La situación más clara del partido llegó a los 34 minutos de la primera parte, en la que Racing desperdició un tiro libre a favor y los delanteros de Lanús salieron disparados para elaborar un contragolpe utópico: La pelota le llegó en dos toques a Silvio Romero, quien metió la pausa justa para dejar a Ismael Blanco mano a mano, sin marca, con el Chino Saja. Pero el experimentado delantero no tuvo la frescura para definir con claridad ante un Sebastián Saja con un gran presente, y marró una oportunidad inmejorable.
Al equipo de Avellaneda se le caían pocas ideas para atacar, y los intentos por marcar un gol llegaron principalmente a través de desequilibrios individuales del juvenil De Paul. Vietto, marcado con mucho cuidado debido a sus conocidas habilidades, no pudo más que tirarse a los costados para asociarse y dejar sin peso la ofensiva.

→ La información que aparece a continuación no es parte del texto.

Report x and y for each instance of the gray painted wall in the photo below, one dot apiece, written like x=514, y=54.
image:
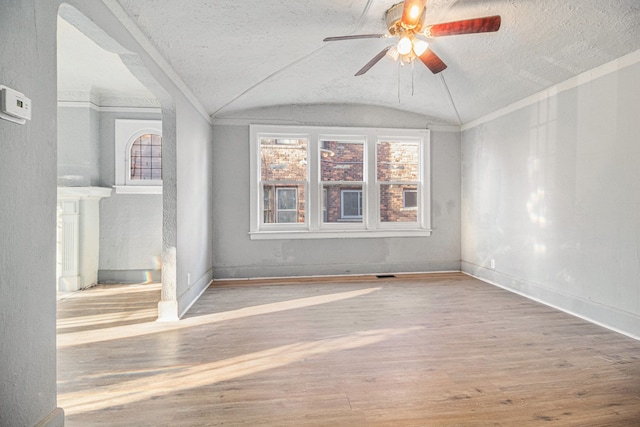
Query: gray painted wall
x=78, y=147
x=130, y=224
x=236, y=256
x=194, y=156
x=28, y=218
x=28, y=180
x=551, y=192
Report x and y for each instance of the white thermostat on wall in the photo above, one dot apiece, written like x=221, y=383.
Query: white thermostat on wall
x=14, y=106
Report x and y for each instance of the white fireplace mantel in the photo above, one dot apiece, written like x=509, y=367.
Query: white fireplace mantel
x=78, y=235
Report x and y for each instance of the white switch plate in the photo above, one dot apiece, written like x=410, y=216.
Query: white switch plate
x=14, y=106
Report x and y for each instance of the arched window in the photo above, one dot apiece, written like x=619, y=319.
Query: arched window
x=146, y=158
x=138, y=156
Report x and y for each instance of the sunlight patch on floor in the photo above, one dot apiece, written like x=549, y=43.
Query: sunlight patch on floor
x=129, y=331
x=177, y=378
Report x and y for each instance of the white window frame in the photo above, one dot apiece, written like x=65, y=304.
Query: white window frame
x=314, y=226
x=126, y=133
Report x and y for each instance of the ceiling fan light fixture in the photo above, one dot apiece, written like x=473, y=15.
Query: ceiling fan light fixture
x=419, y=46
x=404, y=45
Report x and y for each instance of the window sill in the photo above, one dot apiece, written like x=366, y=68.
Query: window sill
x=337, y=234
x=138, y=189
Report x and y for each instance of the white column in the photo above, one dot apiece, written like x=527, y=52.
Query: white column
x=78, y=236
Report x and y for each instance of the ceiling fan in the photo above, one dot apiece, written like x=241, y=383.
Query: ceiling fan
x=405, y=20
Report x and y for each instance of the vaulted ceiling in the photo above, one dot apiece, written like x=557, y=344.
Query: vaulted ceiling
x=237, y=55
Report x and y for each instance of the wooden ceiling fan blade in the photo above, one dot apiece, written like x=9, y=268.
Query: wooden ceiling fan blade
x=373, y=61
x=353, y=37
x=432, y=61
x=487, y=24
x=412, y=13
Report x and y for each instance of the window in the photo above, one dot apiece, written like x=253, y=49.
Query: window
x=146, y=158
x=351, y=204
x=138, y=156
x=409, y=198
x=313, y=182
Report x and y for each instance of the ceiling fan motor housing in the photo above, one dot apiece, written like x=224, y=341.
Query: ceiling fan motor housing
x=393, y=18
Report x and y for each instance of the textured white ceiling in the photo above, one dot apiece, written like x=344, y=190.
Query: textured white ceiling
x=236, y=55
x=86, y=71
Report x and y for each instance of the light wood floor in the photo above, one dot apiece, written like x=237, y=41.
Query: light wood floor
x=446, y=350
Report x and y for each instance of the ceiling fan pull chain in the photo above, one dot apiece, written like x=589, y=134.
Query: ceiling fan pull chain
x=412, y=69
x=399, y=62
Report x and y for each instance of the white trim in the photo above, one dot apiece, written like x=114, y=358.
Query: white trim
x=558, y=307
x=126, y=132
x=444, y=128
x=138, y=189
x=341, y=234
x=314, y=226
x=101, y=109
x=580, y=79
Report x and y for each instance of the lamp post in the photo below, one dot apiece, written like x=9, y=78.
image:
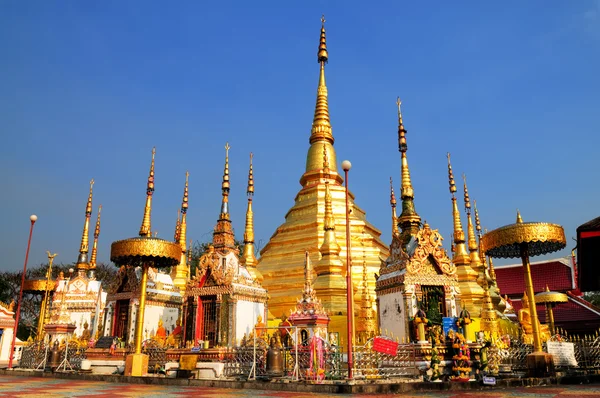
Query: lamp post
x=33, y=219
x=346, y=166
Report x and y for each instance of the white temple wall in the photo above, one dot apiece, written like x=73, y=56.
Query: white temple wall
x=5, y=341
x=152, y=314
x=245, y=318
x=392, y=314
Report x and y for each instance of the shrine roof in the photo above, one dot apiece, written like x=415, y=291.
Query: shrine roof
x=577, y=309
x=557, y=274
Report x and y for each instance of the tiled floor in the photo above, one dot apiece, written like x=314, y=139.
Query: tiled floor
x=11, y=386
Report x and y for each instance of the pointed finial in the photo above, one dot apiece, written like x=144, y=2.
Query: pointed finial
x=460, y=252
x=395, y=230
x=145, y=229
x=96, y=236
x=225, y=186
x=184, y=202
x=466, y=196
x=451, y=177
x=248, y=257
x=472, y=241
x=322, y=56
x=399, y=104
x=325, y=162
x=177, y=226
x=477, y=222
x=250, y=190
x=82, y=260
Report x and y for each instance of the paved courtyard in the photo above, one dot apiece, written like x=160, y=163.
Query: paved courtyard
x=11, y=386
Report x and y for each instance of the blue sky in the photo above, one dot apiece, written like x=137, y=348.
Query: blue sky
x=510, y=88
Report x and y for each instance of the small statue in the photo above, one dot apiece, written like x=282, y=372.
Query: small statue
x=259, y=325
x=86, y=334
x=161, y=332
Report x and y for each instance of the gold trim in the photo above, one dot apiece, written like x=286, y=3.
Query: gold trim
x=137, y=251
x=541, y=238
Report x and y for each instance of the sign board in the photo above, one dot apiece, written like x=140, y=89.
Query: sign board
x=563, y=353
x=489, y=381
x=449, y=323
x=104, y=342
x=385, y=346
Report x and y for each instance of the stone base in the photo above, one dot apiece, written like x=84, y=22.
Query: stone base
x=136, y=365
x=540, y=364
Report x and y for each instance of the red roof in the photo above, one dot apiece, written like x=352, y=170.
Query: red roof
x=557, y=274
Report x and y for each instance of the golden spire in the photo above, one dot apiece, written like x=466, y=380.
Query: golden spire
x=96, y=236
x=330, y=245
x=179, y=273
x=321, y=131
x=146, y=228
x=409, y=220
x=473, y=248
x=183, y=224
x=225, y=186
x=460, y=252
x=82, y=260
x=177, y=227
x=248, y=258
x=395, y=231
x=223, y=237
x=321, y=128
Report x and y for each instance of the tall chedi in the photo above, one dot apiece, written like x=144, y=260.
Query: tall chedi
x=180, y=272
x=409, y=221
x=223, y=236
x=282, y=259
x=248, y=258
x=471, y=291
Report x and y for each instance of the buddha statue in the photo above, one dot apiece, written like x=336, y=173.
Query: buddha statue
x=161, y=333
x=259, y=324
x=86, y=334
x=527, y=326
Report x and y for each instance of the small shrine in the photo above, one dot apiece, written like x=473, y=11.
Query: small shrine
x=160, y=298
x=78, y=299
x=417, y=284
x=7, y=324
x=309, y=315
x=223, y=298
x=162, y=308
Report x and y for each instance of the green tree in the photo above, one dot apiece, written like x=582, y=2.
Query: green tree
x=10, y=284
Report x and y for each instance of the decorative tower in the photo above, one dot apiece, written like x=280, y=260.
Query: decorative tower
x=223, y=237
x=95, y=246
x=471, y=292
x=248, y=258
x=282, y=259
x=476, y=261
x=330, y=282
x=83, y=263
x=179, y=274
x=366, y=325
x=409, y=220
x=395, y=230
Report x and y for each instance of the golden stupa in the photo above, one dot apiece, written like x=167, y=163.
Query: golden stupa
x=282, y=259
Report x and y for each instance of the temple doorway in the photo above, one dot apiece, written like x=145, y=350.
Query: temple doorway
x=121, y=320
x=433, y=303
x=210, y=320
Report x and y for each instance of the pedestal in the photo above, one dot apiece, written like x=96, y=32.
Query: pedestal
x=136, y=365
x=540, y=364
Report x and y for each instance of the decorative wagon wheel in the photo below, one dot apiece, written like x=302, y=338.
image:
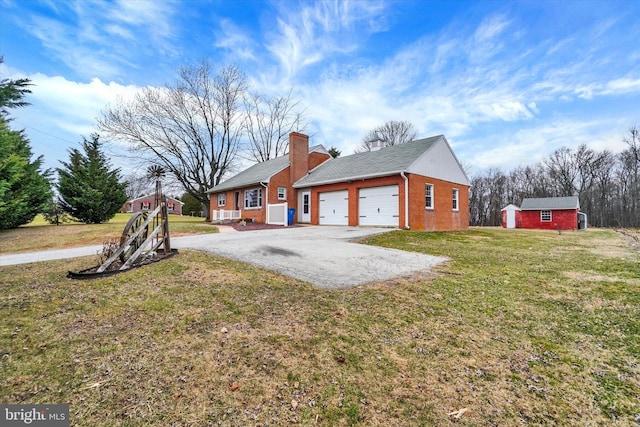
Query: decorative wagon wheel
x=134, y=224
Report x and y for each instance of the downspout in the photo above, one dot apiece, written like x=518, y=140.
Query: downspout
x=406, y=201
x=266, y=202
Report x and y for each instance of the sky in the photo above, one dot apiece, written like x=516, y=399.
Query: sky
x=506, y=82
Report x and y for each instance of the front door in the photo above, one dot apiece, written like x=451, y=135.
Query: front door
x=306, y=207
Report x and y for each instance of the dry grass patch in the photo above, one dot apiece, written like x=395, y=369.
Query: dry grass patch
x=40, y=235
x=500, y=335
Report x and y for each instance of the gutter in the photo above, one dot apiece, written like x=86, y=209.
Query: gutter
x=344, y=179
x=266, y=200
x=406, y=201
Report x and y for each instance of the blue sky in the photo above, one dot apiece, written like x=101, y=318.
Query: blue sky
x=507, y=82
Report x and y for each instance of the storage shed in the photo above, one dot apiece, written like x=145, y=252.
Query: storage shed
x=552, y=213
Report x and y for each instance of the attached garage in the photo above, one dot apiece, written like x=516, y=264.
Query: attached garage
x=334, y=208
x=379, y=206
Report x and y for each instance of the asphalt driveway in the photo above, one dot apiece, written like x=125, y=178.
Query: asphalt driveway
x=322, y=255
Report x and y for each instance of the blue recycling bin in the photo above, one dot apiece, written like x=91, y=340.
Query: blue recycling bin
x=291, y=213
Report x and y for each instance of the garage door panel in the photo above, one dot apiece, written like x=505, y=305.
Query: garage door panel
x=334, y=208
x=379, y=206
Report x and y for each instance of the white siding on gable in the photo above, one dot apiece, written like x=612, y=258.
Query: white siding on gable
x=440, y=162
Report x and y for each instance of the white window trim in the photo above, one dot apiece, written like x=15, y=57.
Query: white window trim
x=431, y=196
x=284, y=193
x=455, y=196
x=542, y=216
x=259, y=201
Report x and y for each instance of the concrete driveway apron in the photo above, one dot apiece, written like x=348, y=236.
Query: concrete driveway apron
x=325, y=256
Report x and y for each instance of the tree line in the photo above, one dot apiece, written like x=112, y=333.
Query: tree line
x=607, y=184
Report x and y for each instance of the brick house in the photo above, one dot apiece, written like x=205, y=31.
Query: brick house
x=545, y=213
x=147, y=204
x=418, y=185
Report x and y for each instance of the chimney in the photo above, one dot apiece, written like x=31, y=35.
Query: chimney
x=298, y=155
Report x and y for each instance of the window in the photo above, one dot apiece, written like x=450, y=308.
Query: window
x=253, y=198
x=454, y=199
x=428, y=194
x=282, y=193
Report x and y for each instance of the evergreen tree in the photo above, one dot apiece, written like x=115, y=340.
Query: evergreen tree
x=191, y=204
x=24, y=190
x=90, y=190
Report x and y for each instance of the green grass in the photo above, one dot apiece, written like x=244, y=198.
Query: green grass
x=38, y=235
x=519, y=327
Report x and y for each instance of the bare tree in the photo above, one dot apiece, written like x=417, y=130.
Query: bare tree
x=192, y=128
x=268, y=123
x=137, y=185
x=391, y=133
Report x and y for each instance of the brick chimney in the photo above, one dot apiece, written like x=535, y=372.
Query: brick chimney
x=298, y=155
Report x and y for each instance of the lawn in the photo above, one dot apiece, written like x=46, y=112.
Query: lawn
x=39, y=235
x=518, y=328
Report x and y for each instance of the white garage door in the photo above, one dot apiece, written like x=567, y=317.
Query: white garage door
x=334, y=208
x=379, y=206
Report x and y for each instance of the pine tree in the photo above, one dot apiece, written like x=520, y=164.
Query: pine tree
x=24, y=190
x=90, y=190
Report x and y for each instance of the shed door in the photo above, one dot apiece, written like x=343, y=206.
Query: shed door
x=511, y=219
x=334, y=208
x=379, y=206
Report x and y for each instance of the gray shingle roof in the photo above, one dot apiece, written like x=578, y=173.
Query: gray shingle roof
x=550, y=203
x=383, y=162
x=260, y=172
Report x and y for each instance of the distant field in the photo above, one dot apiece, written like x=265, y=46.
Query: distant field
x=39, y=235
x=518, y=328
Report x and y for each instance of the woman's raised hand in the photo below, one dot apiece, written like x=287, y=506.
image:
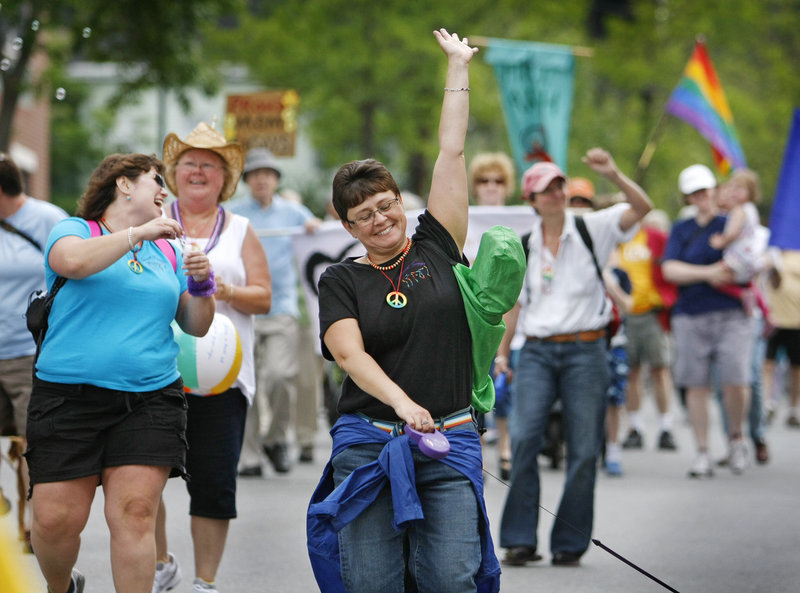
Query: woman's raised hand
x=158, y=228
x=453, y=47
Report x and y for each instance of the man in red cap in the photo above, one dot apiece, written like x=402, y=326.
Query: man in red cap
x=565, y=313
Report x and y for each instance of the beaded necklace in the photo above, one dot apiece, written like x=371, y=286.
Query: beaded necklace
x=396, y=299
x=133, y=264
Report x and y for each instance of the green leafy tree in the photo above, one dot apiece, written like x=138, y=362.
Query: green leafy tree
x=157, y=43
x=370, y=81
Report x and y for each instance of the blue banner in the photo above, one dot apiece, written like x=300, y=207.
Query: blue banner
x=536, y=84
x=785, y=216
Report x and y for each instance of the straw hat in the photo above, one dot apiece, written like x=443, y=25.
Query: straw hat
x=207, y=138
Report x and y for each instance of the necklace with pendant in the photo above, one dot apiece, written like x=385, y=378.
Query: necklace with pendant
x=133, y=264
x=395, y=299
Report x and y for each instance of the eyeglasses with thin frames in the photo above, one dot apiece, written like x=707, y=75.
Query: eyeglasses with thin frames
x=487, y=180
x=366, y=219
x=204, y=167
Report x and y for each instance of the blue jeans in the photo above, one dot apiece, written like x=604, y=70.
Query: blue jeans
x=442, y=553
x=577, y=374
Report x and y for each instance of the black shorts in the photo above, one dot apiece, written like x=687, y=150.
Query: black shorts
x=215, y=433
x=75, y=431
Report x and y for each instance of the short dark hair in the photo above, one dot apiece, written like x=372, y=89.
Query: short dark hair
x=356, y=181
x=102, y=188
x=10, y=176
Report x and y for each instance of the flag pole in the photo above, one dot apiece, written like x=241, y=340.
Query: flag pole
x=577, y=51
x=650, y=148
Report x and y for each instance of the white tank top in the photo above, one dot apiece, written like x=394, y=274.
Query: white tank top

En el inicio del segundo tiempo se pudo ver una de las peores versiones del equipo de Zubeldía. Al relegar totalmente la posesión de la pelota (primero por imprecisión, luego por convicción) se transformo en una máquina de defender endebles ataques rivales. Sin embargo, y en favor de la salud cardíaca de los plateístas de Racing, fueron sólo 15 minutos nefastos y rápidamente el conjunto albiceleste tomó otra predisposición. En un muy buen partido de Zuculini, que se desdobló para llegar al área rival, Racing encontraba un apoyo para generar ataques más profundos. Pero lo ideal para este tipo de tareas se encontraba en el banco de suplentes. Promediando la parte complementaria, ingresaron Luis Fariña y
Martín Pérez Guedes, quienes renovaron la frescura y velocidad, pero no aportaron precisión. Anecdótico para el partido, no así para el resto de la semana, Iván Pillud salió resentido de su sobrecarga en el isquiotibial y se hará estudios para constatar el grado de la lesión.
Más allá de la oportunidad de incluir jugadores ofensivos en la segunda mitad en busca de la victoria, siempre y durante todo el partido estuvo instalado en la cabeza de Luis Zubeldía que un empate no estaba nada mal.